For a brief while, Chesterfield would feel like the most important, magical place in the kingdom. People came from all over for the fair. Not just the North, nor even England, but everywhere. John had met many from beyond the borders: Welshmen, Irishmen, even a Dane once, with his happy, sing-song accent; a German and a man from the lowlands of Holland. An entire world came to Chesterfield, bringing things beyond the locals’ imagination. Goods to buy, foods to taste. Minstrels and clowns to entertain. There would be merchants and goodwives shouting out their wares and displaying all the luxuries on offer. Everything from the ordinary to the exotic. His children were counting down the days. Foolishly, he’d promised Martha a length of ribbon from the fair. She’d remember, of course, but he had no idea how he’d be able to afford it for her. The worry of an empty scrip crowded his mind.

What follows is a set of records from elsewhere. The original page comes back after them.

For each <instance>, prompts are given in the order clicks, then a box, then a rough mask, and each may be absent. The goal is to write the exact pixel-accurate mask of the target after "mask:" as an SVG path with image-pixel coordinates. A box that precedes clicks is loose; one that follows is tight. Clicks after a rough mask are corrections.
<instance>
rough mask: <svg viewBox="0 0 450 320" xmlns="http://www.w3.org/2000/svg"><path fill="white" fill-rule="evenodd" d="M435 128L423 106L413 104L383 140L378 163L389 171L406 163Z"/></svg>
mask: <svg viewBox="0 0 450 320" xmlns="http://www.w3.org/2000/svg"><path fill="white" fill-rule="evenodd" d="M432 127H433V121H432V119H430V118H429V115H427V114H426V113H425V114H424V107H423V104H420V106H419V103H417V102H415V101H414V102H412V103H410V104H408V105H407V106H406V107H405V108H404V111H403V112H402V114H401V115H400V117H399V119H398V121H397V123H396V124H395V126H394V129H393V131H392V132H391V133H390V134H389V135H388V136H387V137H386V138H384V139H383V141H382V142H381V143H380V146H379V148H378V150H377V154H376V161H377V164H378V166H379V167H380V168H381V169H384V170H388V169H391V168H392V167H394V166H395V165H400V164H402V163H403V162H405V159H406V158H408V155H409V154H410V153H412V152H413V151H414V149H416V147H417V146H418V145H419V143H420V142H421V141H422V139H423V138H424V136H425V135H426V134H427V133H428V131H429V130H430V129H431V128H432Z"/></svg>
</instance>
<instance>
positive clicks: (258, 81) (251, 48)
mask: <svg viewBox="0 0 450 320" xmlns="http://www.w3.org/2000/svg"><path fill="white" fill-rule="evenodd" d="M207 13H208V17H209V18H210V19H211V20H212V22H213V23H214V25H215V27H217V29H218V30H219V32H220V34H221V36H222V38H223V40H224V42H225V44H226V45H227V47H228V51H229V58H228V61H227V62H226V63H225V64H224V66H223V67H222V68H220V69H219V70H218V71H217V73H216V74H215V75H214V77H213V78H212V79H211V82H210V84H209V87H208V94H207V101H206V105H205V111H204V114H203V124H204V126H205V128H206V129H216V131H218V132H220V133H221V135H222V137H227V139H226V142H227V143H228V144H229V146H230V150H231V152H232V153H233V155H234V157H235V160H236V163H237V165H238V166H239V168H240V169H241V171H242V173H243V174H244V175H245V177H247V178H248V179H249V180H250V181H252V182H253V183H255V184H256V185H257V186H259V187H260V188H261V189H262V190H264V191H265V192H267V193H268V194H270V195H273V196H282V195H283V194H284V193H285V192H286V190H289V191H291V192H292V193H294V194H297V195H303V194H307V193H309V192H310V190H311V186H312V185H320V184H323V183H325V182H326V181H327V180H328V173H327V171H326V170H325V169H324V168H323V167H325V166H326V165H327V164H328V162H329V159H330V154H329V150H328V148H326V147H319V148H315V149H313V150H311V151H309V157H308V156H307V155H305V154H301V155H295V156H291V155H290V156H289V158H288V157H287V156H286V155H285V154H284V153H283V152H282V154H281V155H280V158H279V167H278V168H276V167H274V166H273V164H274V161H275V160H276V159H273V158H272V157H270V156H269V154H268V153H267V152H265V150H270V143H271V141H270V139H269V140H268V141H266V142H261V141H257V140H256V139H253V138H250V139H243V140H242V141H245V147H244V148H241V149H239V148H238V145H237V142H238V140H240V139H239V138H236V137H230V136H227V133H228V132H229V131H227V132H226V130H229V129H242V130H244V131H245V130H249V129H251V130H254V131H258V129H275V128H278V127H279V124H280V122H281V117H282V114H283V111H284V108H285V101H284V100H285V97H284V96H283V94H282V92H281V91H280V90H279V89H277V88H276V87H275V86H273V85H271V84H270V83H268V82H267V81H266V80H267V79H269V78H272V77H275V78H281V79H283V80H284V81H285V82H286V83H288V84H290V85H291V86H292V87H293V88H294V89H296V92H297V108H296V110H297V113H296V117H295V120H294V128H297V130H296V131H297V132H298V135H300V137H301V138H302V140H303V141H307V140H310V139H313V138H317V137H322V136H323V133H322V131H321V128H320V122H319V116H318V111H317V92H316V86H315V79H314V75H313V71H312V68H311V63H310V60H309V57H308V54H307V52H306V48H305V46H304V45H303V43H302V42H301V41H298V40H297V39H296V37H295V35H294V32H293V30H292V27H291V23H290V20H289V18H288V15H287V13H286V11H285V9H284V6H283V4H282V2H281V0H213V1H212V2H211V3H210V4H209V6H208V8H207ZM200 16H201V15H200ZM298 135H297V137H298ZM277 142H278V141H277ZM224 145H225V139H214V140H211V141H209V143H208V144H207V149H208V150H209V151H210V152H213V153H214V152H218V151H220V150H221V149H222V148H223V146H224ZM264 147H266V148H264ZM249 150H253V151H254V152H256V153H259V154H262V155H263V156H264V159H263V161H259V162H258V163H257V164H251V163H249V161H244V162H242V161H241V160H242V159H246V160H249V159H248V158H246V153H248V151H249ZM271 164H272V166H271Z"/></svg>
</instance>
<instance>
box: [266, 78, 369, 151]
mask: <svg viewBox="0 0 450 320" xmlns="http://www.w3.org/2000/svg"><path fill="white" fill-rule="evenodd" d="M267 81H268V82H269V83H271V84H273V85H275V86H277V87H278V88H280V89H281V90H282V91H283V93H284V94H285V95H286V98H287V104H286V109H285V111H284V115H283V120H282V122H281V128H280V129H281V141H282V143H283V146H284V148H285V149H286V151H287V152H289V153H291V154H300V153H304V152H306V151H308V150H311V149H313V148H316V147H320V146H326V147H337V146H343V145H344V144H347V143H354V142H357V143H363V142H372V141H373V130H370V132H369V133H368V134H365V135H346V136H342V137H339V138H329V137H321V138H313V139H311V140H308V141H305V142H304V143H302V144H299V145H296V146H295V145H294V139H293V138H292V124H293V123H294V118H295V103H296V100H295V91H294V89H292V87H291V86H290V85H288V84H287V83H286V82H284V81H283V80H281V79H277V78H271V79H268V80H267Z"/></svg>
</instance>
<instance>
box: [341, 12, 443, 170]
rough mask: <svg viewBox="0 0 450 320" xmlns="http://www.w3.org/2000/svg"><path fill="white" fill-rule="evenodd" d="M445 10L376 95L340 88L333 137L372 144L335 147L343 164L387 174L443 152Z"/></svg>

Before he went home he’d stop at the Guildhall and pick up his wage for today’s work. Four good pennies to spend on food. Katherine would be glad to see that. The garden behind their house had been fruitful this year, but the season was coming to an end and it didn’t offer them bread or milk or meat. Only the occasional hen that had grown too old to lay eggs.
He looked as Alan nudged him and pointed towards a man hurrying along with a forceful stride and a determined look in his eye. He was wearing a dark green woollen tunic bearing the coroner’s badge, he had a sword hanging from his belt, and he was coming directly towards them.
Pray God the man wasn’t seeking him. It couldn’t be good news if someone like that wanted him. Either something awful had happened, or the coroner wanted his help. Six years had passed since the last time that had happened. That was when de Harville was still alive and held the office of King’s Coroner. Katherine had always hated the idea of him working for the man. Three times it had happened, and he’d always undertaken the work reluctantly, but what choice did anyone have when a rich man in authority demanded his services? The last time he’d almost been killed. Enough, his wife insisted, and he’d been quick to agree.
Then de Harville died, and John was thankful that his successor, Sir Mark Strong, had chosen to go his own way. He had no desire to be tangled up in any of that again.
‘Are you John the Carpenter?’ the man asked as he came closer.
‘I am.’ He felt his heart sink.
‘The coroner would like you to attend him.’
‘Me?’ John asked. ‘Are you sure you have the right man? Why would he want me? I’ve never done any work for Coroner Strong.’
He knew the words were hopeless, but he had to say them, to try and ward all this off.
The man shrugged. He was well-muscled, with fair hair and a ruddy complexion, a pair of smiling blue eyes.
‘Nay, Master, I’m not the one to ask. I’m just the messenger. All I do is what I’m told, and my order was to come and fetch you. I don’t know what he wants. But I can tell you this: there’s a body at Calow and he’d like you to see it. You’re welcome to walk out with me if you choose.’
Calow? It was nothing more than a hamlet half a mile from the town. He could picture it in his mind: just three or four tumbledown little cottages and a tiny church with an anchoress’s cell. What could have happened out there to draw the coroner’s attention?
‘Is it a murder?’
The man shook his head. ‘Couldn’t tell you, Master. He gave me my order, that’s it.’
‘Who is it?’
‘I can’t say that, either. Coroner Strong will tell you himself, Master.’ His face flickered with impatience. ‘We should set off.’